During a recent media briefing Treasury officials
stated that though paddy output grew to record heights full benefit
to the consumer was not realized due to the non-availability of
adequate storage facilities and the inability of the millers to
cope with the demand.
It was also said that closure of the CWE and collapse
of the co-operatives which acted, as retail price neutralizers were
main causes for rising price levels. There’s little doubt
that CWE, which catered to meet the demands of the ordinary man,
went on a destructive path in trying to match the supermarkets which
cater to high spenders and had to put up shutters. The co-operative
movement, which once flourished in the country was a model commercial
organization with its ownership being held with the simple folk,
and was the ‘supermarket’ in the village operating within
a low overhead budget and catering to many needs. Even in the city
of Colombo there were many well-managed co-operative societies which
even paid dividends to shareholders. It must be said that the present
parlous state of both these are the result of the policy of “Rewarding
Party Loyalists at Voters Expense” practiced by successive
governments since the sixties.
Another worry that’s uppermost in the minds
of the economists and Treasury experts should be the rising oil
prices exerting heavy pressure on the Balance of Payments.. Whilst
the rains in catchment areas may give temporary relief in lowering
the costs of power generation no short-term solution exists to this
major crisis once again reflecting the political mismanagement of
the successive governments.
Given the level playing fields offered to LIOC
and the Ceylon Petroleum Corporation (CPC) in pricing their products
there is a great danger that the government-owned corporation may
not be able to withstand LIOC’s potential marketing strategies.

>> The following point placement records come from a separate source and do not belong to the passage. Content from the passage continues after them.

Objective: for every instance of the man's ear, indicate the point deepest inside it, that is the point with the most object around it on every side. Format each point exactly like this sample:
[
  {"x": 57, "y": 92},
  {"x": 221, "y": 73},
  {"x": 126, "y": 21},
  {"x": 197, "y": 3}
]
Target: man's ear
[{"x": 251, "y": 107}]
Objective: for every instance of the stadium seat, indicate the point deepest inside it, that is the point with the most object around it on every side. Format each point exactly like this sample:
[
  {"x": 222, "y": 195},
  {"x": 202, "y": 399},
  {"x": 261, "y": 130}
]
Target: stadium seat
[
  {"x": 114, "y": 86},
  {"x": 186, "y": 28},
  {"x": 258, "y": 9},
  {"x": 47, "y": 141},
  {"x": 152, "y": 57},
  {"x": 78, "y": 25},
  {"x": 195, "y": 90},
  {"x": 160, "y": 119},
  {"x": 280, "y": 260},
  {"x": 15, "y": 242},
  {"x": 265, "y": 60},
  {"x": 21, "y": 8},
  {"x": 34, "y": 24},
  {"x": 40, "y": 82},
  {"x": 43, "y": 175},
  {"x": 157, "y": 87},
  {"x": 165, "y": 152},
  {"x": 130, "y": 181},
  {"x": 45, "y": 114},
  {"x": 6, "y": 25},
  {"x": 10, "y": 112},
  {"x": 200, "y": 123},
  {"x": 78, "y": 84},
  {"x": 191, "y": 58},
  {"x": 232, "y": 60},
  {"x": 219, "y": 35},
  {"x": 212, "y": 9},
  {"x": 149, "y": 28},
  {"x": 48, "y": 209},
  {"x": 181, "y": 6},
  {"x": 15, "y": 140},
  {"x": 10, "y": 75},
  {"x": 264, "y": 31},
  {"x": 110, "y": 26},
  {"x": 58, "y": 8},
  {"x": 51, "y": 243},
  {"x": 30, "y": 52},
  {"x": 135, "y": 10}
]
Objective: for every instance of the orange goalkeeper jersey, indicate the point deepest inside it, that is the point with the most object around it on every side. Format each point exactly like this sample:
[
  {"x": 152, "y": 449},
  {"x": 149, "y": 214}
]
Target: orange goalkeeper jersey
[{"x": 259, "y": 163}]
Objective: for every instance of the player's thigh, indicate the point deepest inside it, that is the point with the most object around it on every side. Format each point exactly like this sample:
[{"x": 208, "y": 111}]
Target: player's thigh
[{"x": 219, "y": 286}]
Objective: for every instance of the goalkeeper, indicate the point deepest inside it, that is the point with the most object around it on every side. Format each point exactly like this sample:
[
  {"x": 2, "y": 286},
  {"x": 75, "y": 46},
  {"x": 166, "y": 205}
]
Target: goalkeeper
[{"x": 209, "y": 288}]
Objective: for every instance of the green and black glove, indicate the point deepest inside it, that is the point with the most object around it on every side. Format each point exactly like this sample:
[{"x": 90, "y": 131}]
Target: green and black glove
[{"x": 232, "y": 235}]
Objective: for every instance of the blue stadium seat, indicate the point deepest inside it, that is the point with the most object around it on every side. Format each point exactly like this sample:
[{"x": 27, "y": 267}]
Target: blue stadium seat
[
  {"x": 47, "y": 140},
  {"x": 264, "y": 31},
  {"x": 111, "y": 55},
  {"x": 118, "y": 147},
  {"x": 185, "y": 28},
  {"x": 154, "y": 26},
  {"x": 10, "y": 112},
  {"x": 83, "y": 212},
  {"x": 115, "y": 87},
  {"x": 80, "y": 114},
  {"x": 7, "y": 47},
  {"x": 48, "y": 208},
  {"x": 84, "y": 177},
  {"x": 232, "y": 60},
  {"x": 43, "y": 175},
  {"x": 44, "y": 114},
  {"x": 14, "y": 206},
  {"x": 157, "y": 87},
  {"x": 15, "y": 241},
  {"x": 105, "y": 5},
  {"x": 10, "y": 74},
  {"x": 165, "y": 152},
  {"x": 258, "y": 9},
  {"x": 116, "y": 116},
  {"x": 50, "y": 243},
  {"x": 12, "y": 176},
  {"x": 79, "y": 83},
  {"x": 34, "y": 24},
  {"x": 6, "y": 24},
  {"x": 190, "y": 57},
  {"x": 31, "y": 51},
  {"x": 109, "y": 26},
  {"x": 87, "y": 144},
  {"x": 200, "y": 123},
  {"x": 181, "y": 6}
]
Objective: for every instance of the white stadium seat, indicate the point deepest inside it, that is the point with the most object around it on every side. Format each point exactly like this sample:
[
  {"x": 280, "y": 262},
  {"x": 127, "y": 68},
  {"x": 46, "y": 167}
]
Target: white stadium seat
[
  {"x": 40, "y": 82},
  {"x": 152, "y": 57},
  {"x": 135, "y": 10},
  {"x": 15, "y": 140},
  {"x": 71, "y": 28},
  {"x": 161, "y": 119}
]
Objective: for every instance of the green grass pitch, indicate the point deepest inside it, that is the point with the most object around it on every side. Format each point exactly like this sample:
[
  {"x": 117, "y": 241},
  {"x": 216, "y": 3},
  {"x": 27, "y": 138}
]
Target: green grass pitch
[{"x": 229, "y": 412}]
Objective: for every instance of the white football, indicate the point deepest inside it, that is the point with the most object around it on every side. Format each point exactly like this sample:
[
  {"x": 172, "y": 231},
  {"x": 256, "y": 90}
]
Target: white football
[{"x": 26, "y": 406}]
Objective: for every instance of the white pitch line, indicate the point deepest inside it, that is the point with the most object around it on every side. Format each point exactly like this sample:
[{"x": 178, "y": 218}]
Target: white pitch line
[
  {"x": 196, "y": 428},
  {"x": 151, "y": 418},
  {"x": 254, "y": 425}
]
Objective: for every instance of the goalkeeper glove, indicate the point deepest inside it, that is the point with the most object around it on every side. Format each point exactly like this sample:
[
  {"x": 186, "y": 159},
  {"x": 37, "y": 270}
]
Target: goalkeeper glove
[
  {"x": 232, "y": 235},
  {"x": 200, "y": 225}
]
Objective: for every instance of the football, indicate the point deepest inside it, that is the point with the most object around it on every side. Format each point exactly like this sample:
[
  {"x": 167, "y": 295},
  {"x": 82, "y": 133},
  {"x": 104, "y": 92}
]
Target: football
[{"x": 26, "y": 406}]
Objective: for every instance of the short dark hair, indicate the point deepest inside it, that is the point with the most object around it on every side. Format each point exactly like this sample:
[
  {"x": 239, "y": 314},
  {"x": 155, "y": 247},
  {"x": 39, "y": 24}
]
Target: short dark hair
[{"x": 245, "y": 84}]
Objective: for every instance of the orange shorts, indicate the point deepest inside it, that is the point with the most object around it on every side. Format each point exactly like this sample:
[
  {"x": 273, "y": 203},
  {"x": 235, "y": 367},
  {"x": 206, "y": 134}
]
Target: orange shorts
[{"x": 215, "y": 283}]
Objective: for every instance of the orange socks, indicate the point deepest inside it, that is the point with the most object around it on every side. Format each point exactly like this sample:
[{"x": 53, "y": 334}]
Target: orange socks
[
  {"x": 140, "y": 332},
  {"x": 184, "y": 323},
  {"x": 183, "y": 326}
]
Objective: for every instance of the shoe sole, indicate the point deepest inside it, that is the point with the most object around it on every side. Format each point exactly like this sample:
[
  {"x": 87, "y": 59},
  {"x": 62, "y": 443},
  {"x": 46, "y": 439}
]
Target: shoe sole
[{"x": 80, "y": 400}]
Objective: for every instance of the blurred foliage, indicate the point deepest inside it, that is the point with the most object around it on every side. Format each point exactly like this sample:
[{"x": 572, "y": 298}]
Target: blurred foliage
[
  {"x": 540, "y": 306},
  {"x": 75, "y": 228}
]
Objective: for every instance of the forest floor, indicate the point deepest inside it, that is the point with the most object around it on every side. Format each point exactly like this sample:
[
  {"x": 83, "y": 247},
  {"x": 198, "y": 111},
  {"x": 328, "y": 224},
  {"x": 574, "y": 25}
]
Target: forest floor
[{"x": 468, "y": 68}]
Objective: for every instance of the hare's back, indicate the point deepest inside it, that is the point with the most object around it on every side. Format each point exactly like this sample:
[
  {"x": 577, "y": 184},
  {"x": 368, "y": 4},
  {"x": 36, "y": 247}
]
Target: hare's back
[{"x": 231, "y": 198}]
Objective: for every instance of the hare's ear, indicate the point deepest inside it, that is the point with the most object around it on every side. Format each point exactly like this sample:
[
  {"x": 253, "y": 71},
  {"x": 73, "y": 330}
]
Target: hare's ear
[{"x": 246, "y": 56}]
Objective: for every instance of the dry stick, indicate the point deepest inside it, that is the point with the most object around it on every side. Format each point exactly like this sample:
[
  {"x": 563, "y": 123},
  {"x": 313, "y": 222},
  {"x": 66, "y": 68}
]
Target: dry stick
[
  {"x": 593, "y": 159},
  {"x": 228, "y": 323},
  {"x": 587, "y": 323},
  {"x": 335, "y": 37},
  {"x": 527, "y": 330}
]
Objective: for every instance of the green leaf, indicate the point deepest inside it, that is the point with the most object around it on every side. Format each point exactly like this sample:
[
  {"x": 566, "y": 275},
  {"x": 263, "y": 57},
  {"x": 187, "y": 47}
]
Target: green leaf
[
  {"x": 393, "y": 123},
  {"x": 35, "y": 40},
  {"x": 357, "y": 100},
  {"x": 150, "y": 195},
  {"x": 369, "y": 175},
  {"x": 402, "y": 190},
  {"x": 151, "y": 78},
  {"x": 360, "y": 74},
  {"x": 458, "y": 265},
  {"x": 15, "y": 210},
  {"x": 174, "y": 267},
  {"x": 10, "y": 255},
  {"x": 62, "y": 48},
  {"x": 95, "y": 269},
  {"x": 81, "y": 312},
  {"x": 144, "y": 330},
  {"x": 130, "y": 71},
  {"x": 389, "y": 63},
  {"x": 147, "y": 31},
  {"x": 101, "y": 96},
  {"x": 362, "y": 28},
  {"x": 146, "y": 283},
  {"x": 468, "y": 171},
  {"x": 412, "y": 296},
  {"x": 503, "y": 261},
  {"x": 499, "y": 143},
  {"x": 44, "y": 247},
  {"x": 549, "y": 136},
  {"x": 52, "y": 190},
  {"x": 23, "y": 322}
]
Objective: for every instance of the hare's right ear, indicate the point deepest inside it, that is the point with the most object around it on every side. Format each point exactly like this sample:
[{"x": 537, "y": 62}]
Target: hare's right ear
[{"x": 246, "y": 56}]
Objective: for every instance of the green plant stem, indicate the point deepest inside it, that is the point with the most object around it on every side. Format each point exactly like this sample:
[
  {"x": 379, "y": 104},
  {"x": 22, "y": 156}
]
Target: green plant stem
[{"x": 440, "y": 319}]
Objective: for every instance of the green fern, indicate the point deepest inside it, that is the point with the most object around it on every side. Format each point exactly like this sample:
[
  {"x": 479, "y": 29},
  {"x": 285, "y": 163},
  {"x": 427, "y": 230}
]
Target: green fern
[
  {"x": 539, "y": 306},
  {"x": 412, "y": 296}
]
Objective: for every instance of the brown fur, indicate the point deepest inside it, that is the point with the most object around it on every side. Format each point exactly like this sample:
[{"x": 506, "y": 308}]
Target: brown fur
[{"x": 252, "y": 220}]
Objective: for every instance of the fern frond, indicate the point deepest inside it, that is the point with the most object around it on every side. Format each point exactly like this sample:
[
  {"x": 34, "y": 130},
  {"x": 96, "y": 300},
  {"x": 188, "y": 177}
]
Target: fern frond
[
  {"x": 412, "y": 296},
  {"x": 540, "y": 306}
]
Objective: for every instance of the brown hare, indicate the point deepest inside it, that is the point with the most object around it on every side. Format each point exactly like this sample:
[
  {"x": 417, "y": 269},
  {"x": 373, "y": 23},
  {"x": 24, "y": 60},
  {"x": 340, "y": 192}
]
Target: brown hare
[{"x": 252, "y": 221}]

CPC and the government have already lost the edge in highly profitable
bunkering and lubricant markets now dominated by the private sector.

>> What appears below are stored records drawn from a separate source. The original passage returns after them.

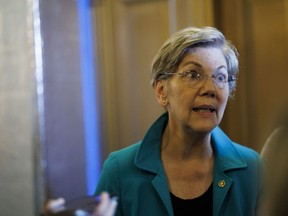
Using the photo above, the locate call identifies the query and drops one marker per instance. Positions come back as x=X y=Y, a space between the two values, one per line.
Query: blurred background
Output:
x=74 y=84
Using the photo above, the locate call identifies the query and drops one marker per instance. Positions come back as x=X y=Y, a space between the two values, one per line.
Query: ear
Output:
x=160 y=89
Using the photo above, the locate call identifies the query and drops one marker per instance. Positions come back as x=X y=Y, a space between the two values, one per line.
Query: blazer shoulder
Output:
x=246 y=151
x=125 y=155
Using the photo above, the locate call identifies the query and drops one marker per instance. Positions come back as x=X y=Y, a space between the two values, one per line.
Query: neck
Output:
x=186 y=146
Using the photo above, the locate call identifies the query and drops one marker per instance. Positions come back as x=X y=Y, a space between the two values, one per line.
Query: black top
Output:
x=201 y=206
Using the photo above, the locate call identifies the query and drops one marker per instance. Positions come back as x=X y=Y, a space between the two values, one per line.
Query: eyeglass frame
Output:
x=230 y=78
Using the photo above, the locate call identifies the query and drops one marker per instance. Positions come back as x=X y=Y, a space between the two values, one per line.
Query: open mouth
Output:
x=204 y=109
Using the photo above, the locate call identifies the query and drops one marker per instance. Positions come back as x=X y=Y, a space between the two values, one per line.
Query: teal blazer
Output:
x=136 y=175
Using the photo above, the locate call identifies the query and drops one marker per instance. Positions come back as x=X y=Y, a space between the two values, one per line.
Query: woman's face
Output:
x=197 y=109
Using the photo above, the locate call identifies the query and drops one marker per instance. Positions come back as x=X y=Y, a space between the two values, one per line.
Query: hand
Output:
x=107 y=205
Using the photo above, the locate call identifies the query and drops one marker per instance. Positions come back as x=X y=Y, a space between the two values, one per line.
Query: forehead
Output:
x=204 y=57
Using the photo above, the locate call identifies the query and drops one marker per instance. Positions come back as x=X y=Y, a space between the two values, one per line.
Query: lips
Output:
x=204 y=109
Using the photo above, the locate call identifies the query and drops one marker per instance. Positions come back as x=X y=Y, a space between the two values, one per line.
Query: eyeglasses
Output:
x=197 y=79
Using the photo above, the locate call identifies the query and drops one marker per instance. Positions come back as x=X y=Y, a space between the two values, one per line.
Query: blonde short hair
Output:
x=172 y=52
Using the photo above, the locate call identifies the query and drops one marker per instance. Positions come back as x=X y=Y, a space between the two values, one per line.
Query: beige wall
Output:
x=130 y=32
x=17 y=109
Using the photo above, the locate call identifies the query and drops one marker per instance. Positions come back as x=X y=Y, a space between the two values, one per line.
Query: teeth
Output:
x=204 y=110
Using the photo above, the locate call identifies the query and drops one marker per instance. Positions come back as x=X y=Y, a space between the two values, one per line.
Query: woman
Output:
x=185 y=164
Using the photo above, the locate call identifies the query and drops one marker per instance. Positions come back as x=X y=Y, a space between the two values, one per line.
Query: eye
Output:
x=231 y=78
x=193 y=74
x=220 y=77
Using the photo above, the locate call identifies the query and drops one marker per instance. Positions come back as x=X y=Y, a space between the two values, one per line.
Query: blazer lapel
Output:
x=226 y=158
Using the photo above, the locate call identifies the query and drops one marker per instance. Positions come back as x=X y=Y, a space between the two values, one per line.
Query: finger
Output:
x=55 y=205
x=103 y=205
x=111 y=208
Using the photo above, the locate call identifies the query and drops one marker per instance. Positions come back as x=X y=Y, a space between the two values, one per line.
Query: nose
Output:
x=208 y=87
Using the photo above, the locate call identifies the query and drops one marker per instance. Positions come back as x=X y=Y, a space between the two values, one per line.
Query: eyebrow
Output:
x=199 y=65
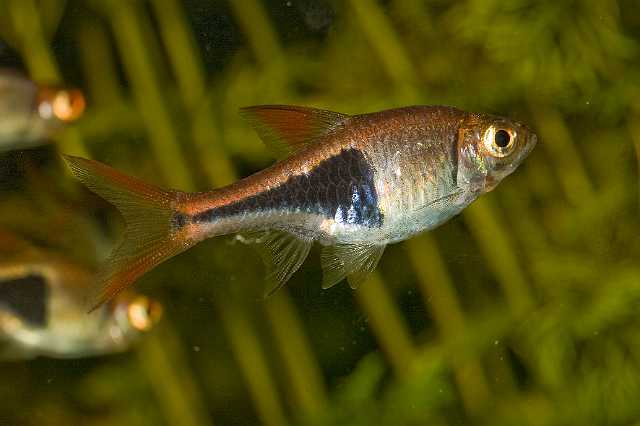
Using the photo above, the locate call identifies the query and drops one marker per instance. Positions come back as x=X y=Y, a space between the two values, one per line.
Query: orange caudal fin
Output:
x=151 y=236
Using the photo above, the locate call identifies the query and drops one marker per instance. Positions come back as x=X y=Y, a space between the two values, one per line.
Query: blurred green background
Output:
x=525 y=310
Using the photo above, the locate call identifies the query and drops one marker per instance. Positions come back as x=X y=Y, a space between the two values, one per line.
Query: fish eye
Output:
x=68 y=105
x=143 y=313
x=499 y=142
x=502 y=138
x=64 y=104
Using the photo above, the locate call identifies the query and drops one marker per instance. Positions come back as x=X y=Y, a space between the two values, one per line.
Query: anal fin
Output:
x=352 y=261
x=283 y=254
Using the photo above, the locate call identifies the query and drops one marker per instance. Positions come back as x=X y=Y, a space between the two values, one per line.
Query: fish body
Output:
x=29 y=113
x=352 y=183
x=43 y=308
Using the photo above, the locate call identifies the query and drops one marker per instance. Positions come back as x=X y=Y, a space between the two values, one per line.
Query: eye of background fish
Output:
x=502 y=138
x=499 y=142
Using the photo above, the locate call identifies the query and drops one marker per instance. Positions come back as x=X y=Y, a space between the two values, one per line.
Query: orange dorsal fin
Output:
x=287 y=129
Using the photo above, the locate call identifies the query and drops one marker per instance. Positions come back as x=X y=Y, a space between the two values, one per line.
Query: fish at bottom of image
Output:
x=43 y=309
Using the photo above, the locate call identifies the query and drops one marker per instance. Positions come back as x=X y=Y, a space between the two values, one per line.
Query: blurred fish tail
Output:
x=152 y=233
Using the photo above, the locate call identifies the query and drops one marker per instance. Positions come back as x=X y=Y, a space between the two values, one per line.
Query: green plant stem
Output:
x=162 y=358
x=251 y=359
x=305 y=379
x=484 y=224
x=386 y=323
x=387 y=46
x=439 y=296
x=134 y=41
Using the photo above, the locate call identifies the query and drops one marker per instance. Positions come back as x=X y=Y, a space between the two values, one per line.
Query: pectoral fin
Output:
x=352 y=261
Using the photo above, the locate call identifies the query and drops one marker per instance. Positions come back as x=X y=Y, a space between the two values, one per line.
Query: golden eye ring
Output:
x=499 y=142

As stated in the monetary policy review, lending
to loss making public corporations (CPC and CEB accounting for major
share) are adding to the growth in monetary and credit aggregates
thus putting more pressure in consumer prices. Undoubtedly CPC needs
a complete facelift to meet the emerging challenges by bringing
in fresh talent to their think-tanks as “doing nothing”
is not an option for this state owned giant who cannot afford to
lose the government’s hold on the vital energy sector.

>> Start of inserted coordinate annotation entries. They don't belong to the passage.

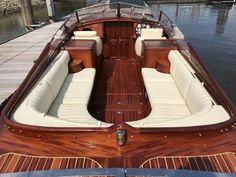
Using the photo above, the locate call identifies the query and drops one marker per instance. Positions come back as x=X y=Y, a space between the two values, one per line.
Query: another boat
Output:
x=117 y=88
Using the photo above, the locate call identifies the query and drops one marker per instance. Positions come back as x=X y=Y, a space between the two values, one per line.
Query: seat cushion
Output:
x=151 y=75
x=40 y=99
x=197 y=99
x=163 y=92
x=152 y=33
x=73 y=113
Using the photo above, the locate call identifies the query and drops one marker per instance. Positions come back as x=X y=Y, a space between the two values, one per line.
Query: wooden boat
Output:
x=117 y=88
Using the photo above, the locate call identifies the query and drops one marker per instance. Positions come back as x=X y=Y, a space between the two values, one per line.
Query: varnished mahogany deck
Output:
x=119 y=92
x=223 y=163
x=12 y=162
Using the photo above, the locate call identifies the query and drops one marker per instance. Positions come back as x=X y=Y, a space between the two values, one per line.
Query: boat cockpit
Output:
x=119 y=68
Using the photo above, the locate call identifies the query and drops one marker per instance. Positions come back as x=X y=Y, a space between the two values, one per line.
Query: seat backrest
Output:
x=152 y=33
x=46 y=91
x=197 y=99
x=190 y=88
x=40 y=99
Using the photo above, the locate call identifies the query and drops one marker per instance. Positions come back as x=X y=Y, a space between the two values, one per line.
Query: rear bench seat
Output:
x=60 y=99
x=178 y=99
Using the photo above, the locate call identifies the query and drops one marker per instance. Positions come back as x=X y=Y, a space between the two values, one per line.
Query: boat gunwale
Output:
x=19 y=94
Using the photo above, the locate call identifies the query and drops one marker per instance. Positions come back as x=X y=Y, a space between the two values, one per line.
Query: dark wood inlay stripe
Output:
x=12 y=162
x=225 y=163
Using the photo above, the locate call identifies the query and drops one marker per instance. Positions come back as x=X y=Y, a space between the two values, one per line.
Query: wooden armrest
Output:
x=75 y=66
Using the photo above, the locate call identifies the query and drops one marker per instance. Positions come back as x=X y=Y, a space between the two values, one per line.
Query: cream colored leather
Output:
x=59 y=99
x=40 y=100
x=150 y=33
x=90 y=35
x=163 y=92
x=178 y=100
x=152 y=74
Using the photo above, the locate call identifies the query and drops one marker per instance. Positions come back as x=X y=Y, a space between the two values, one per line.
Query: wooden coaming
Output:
x=160 y=144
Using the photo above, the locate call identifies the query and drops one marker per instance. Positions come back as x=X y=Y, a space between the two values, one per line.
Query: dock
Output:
x=17 y=57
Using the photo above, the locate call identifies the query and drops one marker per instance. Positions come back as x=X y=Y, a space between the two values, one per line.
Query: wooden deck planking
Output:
x=119 y=95
x=17 y=56
x=12 y=162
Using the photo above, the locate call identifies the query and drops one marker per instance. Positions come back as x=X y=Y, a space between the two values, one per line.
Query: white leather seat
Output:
x=178 y=100
x=59 y=99
x=150 y=33
x=90 y=35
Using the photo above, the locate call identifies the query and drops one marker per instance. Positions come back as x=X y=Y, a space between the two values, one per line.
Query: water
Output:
x=12 y=26
x=212 y=32
x=210 y=29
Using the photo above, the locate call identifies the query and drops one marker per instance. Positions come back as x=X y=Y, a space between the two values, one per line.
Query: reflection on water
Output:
x=222 y=19
x=211 y=30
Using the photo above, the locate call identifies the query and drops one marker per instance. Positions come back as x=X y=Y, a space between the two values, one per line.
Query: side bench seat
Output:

The underlying message for the government and
the politicians is that strong institutions are an essential ingredient
in building up strong economies.
Amidst the gloomy forecasts of rising oil prices
and the continuing instability in the Middle East, Sri Lanka has
once again become a conflict zone with escalated violence in the
north and east. Senior public officials speaking to The Sunday FT
said that, to a small island economy highly dependent on donor funding
with a small export base and private remittances to finance its
imports, surviving through this level of conflict is difficult.
Loss of human lives, displacement of people, damage to property,
resettlement of displaced, refugee maintenance, disruption to schools,
higher insurance risk premiums, cancellation of international events
and bad publicity are the ill effects of war. Damage caused by more
than two decades of war and the recent tsunami have caused enough
misery to Sri Lankans of all nationalities and its time conflict
resolution to be given priority by all concerned. Mozambique and
Uganda are good examples of two sub-Saharan countries that have
progressed to sustained growth from conflict as against models of
Congo, Liberia and Sierra Leone yet affected in conflict.